A pesar de que en un primer momento las autoridades sospecharon de agentes enviados por Corea del Norte, la policía finalmente detuvo a Asahara, que fue condenado a muerte en 2004 y ajusticiado en julio de 2018. La secta, ya ilegalizada en Japón, cambió en 2000 su nombre por el de Aleph, se refugió en países del Este de Europa y Rusia, y renegó de su pasado terrorista.
Estado Islámico
Pero no todo el terrorismo ha sido local en Japón. Al menos nueve japoneses se unieron en Siria e Irak al grupo yihadista Estado Islámico en su cruzada para erigir un califato. Y en 2014, el mismo grupo amenazó al país tras secuestrar al periodista Kenji Goto y al “aventurero” Haruna Yukawa en Siria. El gobierno nipón se negó a pagar el rescate de 200 millones de dólares que pedían por su liberación (un cambio de política respecto a los tiempos del Ejército Rojo), y los terroristas los decapitaron, no sin antes advertir al Primer Ministro del país, Shinzo Abe, de que había entrado en “una guerra que no podía ganar”.
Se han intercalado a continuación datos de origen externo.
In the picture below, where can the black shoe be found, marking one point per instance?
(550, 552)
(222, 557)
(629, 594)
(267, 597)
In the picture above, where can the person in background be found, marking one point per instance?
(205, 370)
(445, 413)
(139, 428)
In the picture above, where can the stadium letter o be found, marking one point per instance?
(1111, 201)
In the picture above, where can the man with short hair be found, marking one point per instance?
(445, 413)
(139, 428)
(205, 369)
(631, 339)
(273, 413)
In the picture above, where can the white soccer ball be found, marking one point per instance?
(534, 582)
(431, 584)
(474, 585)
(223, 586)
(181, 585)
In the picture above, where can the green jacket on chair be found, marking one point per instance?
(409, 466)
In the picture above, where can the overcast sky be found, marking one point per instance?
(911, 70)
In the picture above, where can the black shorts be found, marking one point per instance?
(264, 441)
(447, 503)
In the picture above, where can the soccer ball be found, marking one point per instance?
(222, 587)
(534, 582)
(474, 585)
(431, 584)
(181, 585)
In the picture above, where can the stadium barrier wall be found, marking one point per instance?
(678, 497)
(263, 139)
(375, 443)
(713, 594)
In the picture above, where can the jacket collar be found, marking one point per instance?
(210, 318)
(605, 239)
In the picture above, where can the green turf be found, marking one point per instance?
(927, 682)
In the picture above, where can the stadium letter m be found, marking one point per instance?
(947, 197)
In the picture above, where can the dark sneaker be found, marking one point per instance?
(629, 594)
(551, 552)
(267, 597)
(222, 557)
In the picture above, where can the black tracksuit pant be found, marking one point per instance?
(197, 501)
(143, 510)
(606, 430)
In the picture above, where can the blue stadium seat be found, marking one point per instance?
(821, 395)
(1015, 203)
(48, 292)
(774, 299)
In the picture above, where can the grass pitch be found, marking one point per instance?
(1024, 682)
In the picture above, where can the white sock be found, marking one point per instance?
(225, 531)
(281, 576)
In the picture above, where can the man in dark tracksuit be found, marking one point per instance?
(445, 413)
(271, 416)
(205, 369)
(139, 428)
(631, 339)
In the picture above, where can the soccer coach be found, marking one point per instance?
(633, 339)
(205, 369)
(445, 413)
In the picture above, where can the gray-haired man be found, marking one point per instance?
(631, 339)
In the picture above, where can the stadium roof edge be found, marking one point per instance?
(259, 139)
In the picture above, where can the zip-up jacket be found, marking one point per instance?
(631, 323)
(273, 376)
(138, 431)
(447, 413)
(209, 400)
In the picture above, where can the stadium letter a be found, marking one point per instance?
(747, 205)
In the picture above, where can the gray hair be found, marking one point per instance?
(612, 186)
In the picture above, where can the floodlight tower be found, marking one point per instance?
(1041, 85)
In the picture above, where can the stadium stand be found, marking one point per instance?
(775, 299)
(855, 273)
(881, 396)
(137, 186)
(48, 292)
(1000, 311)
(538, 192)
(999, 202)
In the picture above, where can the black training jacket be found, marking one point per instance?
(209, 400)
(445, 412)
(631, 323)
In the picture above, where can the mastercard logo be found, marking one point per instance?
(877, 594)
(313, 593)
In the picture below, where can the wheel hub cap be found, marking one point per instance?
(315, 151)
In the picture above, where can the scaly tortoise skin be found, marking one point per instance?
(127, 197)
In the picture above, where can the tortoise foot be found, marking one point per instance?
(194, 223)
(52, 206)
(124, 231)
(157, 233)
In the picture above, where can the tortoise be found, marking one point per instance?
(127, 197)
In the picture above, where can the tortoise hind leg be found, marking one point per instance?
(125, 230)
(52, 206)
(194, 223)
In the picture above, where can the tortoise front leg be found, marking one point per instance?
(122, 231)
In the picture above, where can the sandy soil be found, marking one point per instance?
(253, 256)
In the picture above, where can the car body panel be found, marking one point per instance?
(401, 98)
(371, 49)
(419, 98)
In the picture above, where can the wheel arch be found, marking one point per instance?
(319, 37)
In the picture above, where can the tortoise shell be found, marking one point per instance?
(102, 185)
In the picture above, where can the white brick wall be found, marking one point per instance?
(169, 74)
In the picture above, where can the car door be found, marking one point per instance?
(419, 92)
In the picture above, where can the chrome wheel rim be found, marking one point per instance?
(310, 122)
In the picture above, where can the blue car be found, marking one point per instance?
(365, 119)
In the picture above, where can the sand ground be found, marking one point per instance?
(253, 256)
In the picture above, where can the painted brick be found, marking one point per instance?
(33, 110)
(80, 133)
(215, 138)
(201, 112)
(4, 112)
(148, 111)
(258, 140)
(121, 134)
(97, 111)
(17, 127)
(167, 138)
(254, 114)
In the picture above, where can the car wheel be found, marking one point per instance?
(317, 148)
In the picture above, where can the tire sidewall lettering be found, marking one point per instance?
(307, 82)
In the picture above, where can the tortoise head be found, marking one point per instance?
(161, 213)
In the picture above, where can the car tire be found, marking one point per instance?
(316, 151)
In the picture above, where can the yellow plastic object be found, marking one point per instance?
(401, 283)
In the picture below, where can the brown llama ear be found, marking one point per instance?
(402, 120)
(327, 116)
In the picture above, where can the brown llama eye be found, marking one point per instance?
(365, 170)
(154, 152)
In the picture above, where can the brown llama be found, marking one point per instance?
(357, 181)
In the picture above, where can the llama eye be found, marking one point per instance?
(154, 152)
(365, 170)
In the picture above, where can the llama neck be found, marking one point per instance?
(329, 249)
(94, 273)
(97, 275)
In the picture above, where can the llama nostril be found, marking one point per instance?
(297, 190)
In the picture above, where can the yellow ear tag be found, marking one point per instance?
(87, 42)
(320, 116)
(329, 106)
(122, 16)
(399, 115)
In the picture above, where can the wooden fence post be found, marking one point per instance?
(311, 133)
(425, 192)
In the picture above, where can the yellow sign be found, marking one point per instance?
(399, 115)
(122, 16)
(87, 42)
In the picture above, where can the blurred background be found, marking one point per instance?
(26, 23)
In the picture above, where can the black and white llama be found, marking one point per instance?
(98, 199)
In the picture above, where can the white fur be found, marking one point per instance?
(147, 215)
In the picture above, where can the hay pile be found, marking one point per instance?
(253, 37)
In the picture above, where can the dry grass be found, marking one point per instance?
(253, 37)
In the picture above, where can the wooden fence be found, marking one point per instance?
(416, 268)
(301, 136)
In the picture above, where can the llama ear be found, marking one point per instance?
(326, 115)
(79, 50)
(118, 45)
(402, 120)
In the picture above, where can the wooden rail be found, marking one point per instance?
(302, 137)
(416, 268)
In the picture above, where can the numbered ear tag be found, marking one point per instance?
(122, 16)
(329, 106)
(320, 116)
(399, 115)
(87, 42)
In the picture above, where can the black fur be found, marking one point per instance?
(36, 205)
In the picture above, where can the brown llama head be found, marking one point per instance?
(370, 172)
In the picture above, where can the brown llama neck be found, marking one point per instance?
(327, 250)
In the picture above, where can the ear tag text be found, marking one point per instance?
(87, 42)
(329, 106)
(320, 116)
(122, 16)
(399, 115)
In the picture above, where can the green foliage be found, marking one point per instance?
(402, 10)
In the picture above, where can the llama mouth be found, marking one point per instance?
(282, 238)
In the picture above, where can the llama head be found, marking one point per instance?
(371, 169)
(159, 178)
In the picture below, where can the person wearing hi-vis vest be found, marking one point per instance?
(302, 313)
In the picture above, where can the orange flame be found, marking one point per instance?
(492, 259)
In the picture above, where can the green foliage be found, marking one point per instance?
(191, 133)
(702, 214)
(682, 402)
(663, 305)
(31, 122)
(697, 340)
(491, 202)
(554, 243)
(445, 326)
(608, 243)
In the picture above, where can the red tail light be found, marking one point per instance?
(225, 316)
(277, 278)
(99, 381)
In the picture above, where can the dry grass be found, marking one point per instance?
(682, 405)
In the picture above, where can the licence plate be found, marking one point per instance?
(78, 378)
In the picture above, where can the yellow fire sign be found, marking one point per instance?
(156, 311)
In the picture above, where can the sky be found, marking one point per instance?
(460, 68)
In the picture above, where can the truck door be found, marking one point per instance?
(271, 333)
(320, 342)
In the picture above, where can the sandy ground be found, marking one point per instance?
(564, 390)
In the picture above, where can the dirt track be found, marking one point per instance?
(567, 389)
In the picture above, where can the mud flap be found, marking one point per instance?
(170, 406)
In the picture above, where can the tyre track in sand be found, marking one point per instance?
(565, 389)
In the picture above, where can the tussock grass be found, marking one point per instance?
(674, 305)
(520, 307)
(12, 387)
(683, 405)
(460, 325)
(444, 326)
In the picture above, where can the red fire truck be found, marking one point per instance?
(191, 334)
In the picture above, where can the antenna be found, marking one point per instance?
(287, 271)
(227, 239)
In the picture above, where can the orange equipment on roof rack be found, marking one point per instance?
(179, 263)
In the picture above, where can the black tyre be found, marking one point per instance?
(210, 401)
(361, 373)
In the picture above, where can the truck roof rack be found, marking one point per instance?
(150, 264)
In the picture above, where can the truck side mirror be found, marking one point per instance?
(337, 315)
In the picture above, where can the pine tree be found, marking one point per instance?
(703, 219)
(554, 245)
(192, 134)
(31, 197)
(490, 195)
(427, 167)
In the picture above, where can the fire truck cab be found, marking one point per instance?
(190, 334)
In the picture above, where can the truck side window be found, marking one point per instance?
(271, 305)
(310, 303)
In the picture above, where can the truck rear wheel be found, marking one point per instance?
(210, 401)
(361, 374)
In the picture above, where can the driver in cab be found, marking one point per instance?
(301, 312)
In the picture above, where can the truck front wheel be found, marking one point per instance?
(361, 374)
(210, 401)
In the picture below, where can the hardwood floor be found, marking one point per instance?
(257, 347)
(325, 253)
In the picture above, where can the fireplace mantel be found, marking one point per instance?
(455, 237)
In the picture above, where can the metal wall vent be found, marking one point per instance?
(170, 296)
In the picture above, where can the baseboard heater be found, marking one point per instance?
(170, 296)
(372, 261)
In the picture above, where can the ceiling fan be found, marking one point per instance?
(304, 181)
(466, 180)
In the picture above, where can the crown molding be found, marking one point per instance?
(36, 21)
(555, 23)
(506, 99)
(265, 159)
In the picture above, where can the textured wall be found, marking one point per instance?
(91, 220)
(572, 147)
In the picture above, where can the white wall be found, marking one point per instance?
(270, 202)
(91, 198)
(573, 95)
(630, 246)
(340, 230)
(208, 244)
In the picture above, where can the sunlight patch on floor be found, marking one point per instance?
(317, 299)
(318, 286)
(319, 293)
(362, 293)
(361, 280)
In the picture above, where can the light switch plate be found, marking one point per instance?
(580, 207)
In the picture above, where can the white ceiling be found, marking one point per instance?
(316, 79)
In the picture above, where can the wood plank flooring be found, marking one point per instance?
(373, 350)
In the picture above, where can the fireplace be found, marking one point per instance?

Esa amenaza hacía referencia al hecho de que el gobierno japonés se había comprometido a apoyar económicamente a los países de Oriente Medio que estuvieran batallando contra el extremismo violento en la región, aunque en ningún caso Japón se llegó a plantear una intervención militar en la zona. Y no porque no quisiera, sino porque no puede. La constitución, redactada en gran medida por Estados Unidos después de la Segunda Guerra Mundial, prohíbe a Japón tomar las armas en cualquier acción ofensiva. De todos modos, ha seguido apoyando, por vía financiera y política, las acciones de otros países en la lucha contra el terrorismo global.
Es evidente que Japón, por alejado que esté en los mapas, no es ajeno a las actividades de grupos terroristas, tanto dentro como fuera del país. Y, si bien es cierto que este fenómeno no es ni mucho menos una de las mayores amenazas para sus ciudadanos, la administración hará bien en no perder de vista las asociaciones extremistas que puedan surgir en el país. De momento parece que ha tomado nota. El ataque en el metro de Tokio de 1995 llevó al gobierno a aumentar los poderes de la Agencia Pública de Seguridad e Inteligencia, que desde entonces puede vigilar a los miembros sospechosos de haber tomado parte en asesinatos (aunque no está claro que pueda hacerlo antes de que se haya cometido el crimen, dificultando su prevención). Además, en 2017 la coalición de gobierno promulgó, no sin levantar polémica, una nueva ley sobre delincuencia organizada para penalizar la conspiración criminal. Sin embargo, el discurso de odio no está perseguido, así que cualquier extremista puede promulgar un mensaje excluyente sin ser castigado. Una de cal y otra de arena.
Ahora que se abre una nueva era en Japón, sus gobernantes podrían aprovechar para repensar su política antiterrorista y afrontar una serie de cambios que sin duda contribuirían a prevenir el extremismo en un país que, con todo, es bastante seguro.